One of the main disadvantages of batch gradient descent is that it can be computationally expensive when the dataset is very large, as it requires a forward and backward pass through the entire dataset at each iteration.
In addition, if the dataset is noisy or has a lot of outliers, the loss function can oscillate and never converge to a minimum. In this case, a more sophisticated optimization algorithm such as stochastic gradient descent or mini-batch gradient descent may be more appropriate.
Stochastic gradient descent (SGD)
Unlike batch gradient descent, which uses the entire dataset to compute the gradient of the loss function at each iteration, SGD uses only one training sample at a time to update the parameters of the model.

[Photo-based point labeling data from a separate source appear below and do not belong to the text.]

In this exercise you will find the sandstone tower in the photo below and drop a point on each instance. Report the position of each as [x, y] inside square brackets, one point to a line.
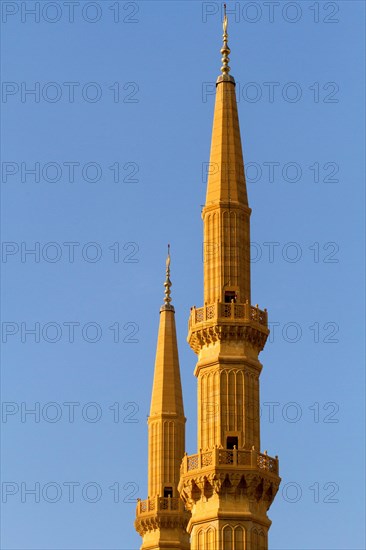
[161, 520]
[228, 485]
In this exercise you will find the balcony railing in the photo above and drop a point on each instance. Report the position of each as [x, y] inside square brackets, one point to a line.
[159, 504]
[229, 458]
[224, 312]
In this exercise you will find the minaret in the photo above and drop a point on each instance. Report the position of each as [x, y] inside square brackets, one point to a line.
[161, 520]
[229, 484]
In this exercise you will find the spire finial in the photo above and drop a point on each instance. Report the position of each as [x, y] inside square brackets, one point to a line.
[168, 283]
[225, 50]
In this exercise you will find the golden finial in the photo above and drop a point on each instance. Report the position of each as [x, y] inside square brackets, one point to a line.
[225, 50]
[168, 283]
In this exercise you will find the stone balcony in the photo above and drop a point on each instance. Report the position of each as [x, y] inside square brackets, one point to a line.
[160, 512]
[219, 321]
[229, 460]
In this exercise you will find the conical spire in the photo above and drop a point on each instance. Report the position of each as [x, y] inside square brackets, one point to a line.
[226, 212]
[161, 520]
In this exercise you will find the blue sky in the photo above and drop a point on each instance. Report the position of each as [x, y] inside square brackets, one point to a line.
[117, 133]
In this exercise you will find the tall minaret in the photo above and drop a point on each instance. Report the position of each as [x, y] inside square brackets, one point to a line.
[229, 484]
[161, 520]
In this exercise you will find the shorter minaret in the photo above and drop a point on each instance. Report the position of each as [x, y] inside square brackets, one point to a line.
[161, 520]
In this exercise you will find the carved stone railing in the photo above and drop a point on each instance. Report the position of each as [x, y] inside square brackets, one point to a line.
[221, 312]
[159, 504]
[234, 458]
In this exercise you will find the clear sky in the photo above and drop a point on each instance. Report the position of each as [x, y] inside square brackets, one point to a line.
[117, 133]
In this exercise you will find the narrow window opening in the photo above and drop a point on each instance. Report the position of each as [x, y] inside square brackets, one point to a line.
[231, 441]
[168, 492]
[230, 296]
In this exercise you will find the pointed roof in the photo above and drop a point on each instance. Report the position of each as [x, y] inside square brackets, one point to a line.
[226, 179]
[166, 395]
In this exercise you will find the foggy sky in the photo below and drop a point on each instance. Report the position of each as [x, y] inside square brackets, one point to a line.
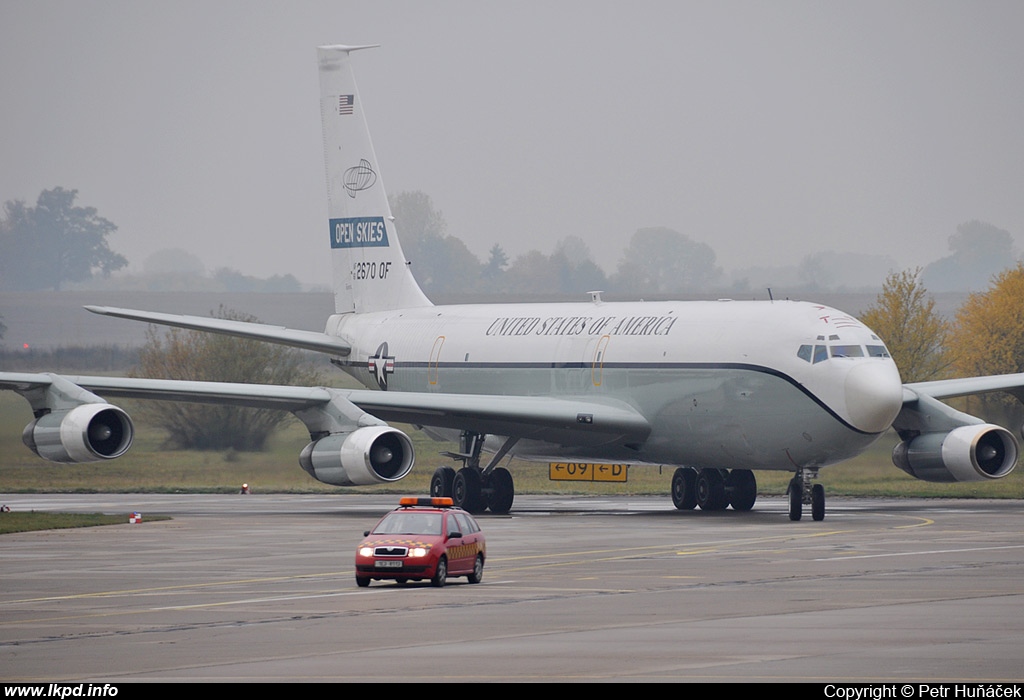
[766, 130]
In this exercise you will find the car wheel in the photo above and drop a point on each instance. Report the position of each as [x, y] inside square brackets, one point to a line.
[440, 574]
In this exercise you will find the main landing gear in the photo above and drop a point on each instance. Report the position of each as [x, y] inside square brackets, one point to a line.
[471, 487]
[714, 489]
[802, 490]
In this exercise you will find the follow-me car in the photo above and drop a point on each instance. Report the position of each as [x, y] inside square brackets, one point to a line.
[423, 538]
[716, 389]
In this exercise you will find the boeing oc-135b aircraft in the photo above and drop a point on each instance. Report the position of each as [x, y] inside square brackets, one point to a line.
[717, 389]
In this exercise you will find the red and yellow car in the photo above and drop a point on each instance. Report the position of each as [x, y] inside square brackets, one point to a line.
[422, 539]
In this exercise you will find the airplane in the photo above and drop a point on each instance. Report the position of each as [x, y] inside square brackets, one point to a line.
[717, 389]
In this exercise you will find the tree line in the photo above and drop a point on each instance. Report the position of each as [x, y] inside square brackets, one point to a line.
[57, 243]
[985, 337]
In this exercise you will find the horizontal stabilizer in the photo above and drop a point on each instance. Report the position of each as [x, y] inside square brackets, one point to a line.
[306, 340]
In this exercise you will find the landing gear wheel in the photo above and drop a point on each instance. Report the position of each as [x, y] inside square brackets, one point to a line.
[441, 481]
[499, 490]
[796, 498]
[711, 490]
[742, 489]
[818, 502]
[684, 488]
[440, 574]
[466, 490]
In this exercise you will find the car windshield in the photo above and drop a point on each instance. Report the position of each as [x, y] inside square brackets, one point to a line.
[407, 522]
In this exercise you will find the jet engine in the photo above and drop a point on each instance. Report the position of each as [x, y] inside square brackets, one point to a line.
[86, 433]
[367, 455]
[975, 452]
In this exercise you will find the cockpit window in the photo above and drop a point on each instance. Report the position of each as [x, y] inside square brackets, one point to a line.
[847, 351]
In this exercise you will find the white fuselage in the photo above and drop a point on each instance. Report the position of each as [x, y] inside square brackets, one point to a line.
[738, 385]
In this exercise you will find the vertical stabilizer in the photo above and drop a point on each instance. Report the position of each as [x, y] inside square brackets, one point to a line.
[371, 272]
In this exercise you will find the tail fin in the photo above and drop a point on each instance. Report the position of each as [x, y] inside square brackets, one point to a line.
[370, 270]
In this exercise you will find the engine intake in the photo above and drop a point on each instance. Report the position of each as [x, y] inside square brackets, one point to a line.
[87, 433]
[970, 453]
[368, 455]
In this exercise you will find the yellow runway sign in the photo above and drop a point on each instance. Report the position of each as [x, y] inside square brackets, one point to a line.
[578, 471]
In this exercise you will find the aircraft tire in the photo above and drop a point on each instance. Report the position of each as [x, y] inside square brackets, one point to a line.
[684, 488]
[499, 490]
[441, 481]
[466, 490]
[796, 498]
[711, 490]
[818, 502]
[742, 488]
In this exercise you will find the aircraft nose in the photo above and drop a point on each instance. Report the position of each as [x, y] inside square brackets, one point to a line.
[873, 395]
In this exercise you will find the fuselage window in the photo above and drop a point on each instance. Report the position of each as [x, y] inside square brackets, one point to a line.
[847, 351]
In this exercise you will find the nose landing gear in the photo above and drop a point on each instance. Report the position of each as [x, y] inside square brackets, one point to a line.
[803, 491]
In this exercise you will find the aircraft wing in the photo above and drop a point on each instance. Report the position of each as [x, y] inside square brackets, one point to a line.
[1012, 384]
[541, 418]
[307, 340]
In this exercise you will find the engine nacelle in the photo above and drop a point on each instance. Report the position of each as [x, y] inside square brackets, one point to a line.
[969, 453]
[367, 455]
[90, 432]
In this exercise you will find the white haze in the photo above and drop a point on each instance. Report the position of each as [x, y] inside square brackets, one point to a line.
[768, 130]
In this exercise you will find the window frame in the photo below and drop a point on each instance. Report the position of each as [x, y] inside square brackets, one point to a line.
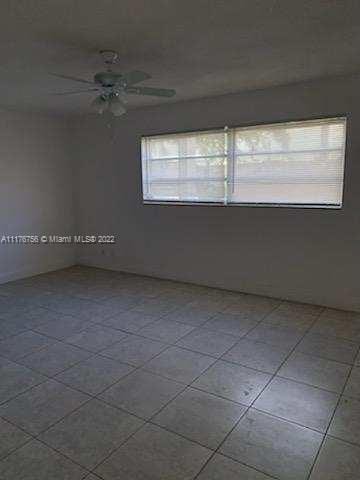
[341, 116]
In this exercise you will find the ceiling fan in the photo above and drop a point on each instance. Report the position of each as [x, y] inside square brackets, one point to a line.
[113, 87]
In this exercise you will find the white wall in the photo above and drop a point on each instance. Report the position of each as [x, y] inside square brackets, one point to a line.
[309, 255]
[36, 191]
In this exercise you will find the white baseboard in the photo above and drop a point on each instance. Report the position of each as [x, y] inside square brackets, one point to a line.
[301, 295]
[31, 270]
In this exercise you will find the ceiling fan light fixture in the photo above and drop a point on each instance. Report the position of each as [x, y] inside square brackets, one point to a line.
[99, 105]
[116, 106]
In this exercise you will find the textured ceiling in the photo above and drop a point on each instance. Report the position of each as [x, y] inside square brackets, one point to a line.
[201, 48]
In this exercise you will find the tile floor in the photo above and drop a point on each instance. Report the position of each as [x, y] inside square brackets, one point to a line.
[105, 375]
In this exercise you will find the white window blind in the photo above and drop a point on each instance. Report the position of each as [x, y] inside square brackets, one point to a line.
[294, 163]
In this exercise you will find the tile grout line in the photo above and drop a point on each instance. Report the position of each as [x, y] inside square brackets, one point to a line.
[149, 421]
[331, 419]
[218, 450]
[217, 359]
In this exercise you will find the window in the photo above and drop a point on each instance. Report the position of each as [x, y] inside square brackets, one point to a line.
[294, 164]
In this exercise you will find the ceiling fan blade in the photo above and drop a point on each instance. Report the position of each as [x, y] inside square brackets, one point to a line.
[156, 92]
[133, 77]
[77, 91]
[74, 79]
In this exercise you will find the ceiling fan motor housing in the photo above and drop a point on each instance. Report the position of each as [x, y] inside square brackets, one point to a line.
[107, 79]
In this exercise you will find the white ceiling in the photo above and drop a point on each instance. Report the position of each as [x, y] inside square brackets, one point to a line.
[201, 47]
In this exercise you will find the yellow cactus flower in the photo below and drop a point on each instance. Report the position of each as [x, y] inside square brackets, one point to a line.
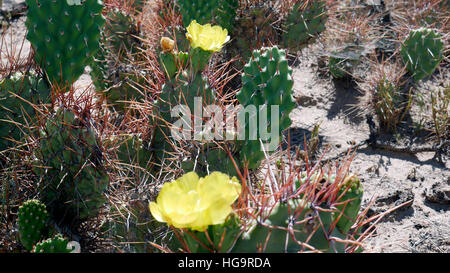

SGD can be formulated as follows: $$X_{t+1}=X_t - \alpha \nabla$$
One advantage of SGD over batch gradient descent is that it is computationally more efficient, as it requires only one forward and backward pass through the model for each training sample, rather than the entire dataset. Additionally, SGD can be implemented online, which means it can update the model parameters on-the-fly as new data arrives.
However, one disadvantage of SGD is that the cost function can oscillate and not converge to a minimum due to the high variance in the updates caused by the use of only one sample at a time. This can be mitigated by using a smaller learning rate and by using mini-batch gradient descent, which combines the benefits of both SGD and batch gradient descent.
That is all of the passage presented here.